ERTMS sous les feux de la rampe

L’ERTMS n’est pas un produit, c’est un état d’esprit » : les experts s’expriment sur son évolution

Thilde Restofte Pedersen of Nordic Signals, Jarlath Lally of The Signalling Company and Karel van Gils of Europe’s Rail (left to right) at RailTech Europe 2026.
Thilde Restofte Pedersen of Nordic Signals, Jarlath Lally of The Signalling Company and Karel van Gils of Europe’s Rail (left to right) at RailTech Europe 2026. ProMedia

Thilde Restofte Pedersen de Nordic Signals, Karel van Gils d’Europe’s Rail et Jarlath Lally de The Signalling Company sont tous d’accord sur un point : l’ERTMS doit évoluer. Ils ont discuté des goulets d’étranglement à RailTech Europe 2026 : avec l’urgence supplémentaire de la mobilité militaire, le défi consiste à faire passer le système de signalisation ferroviaire numérique de l’Europe d’un déploiement lent à un déploiement coordonné plus rapide, et à réduire les coûts pour que cela soit réaliste. Jo de Bosschere de l’ERA s’est penché sur l’évolution des normes techniques pour mettre à jour le cadre de l’ERTMS.

Thilde Restofte Pedersen (PDG, Nordic Signals), Karel van Gils (directeur de programme, Europe’s Rail) et Jarlath Lally (responsable des ventes et de la gestion des produits, The Signalling Company) ont abordé les défis plus vastes du déploiement de l’ERTMS lors d’une table ronde organisée au début du mois à l’occasion de RailTech Europe.

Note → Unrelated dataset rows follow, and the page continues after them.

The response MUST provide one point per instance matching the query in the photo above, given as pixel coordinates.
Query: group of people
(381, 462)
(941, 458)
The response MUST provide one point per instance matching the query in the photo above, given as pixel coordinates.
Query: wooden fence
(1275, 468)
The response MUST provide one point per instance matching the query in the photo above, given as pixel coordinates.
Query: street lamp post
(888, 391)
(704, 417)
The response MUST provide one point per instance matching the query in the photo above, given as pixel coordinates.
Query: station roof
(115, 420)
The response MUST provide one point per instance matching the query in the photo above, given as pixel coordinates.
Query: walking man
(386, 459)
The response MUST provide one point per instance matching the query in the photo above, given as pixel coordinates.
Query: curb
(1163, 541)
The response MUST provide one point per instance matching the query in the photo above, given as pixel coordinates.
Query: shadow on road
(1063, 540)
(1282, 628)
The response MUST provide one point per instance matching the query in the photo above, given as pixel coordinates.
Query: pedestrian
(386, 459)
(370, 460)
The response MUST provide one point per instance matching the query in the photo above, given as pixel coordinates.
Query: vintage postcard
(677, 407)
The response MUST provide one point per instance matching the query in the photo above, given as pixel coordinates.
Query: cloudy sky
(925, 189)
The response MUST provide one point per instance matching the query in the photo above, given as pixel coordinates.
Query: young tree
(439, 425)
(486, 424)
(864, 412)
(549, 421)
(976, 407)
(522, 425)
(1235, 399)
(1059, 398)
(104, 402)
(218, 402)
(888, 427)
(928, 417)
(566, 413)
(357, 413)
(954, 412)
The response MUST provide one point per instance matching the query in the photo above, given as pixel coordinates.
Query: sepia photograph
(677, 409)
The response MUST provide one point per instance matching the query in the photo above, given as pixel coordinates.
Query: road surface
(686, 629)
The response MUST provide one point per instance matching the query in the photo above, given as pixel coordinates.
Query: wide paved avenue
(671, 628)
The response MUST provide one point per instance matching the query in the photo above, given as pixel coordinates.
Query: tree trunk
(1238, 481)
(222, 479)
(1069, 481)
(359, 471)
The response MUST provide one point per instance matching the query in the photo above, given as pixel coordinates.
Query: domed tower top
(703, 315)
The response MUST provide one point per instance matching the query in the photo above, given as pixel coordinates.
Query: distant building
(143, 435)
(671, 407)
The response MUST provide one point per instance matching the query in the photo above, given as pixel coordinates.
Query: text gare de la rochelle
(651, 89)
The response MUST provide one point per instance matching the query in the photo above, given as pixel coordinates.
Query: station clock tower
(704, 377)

Selon une étude approfondie de l’UE réalisée l’année dernière, le coût de la modernisation et de l’adaptation des trains au système européen de gestion du trafic ferroviaire (ERTMS) a doublé en l’espace de quatre ans seulement.

De l’ingénierie à la finalité

M. Van Gils a fait remarquer que le secteur ferroviaire européen se concentre de plus en plus sur le déploiement, et pas seulement sur l’innovation. « Nous demandons 15 milliards d’euros pour accélérer le pré-déploiement des nouveaux développements », a-t-il déclaré. Nous demandons 15 milliards d’euros pour accélérer le pré-déploiement des nouveaux développements », a-t-il déclaré, « pour mettre en place un mécanisme commun de mise à l’échelle et pour réaliser des essais préliminaires des nouvelles exigences des STI (spécifications techniques d’interopérabilité) ».
(spécifications techniques d’interopérabilité). »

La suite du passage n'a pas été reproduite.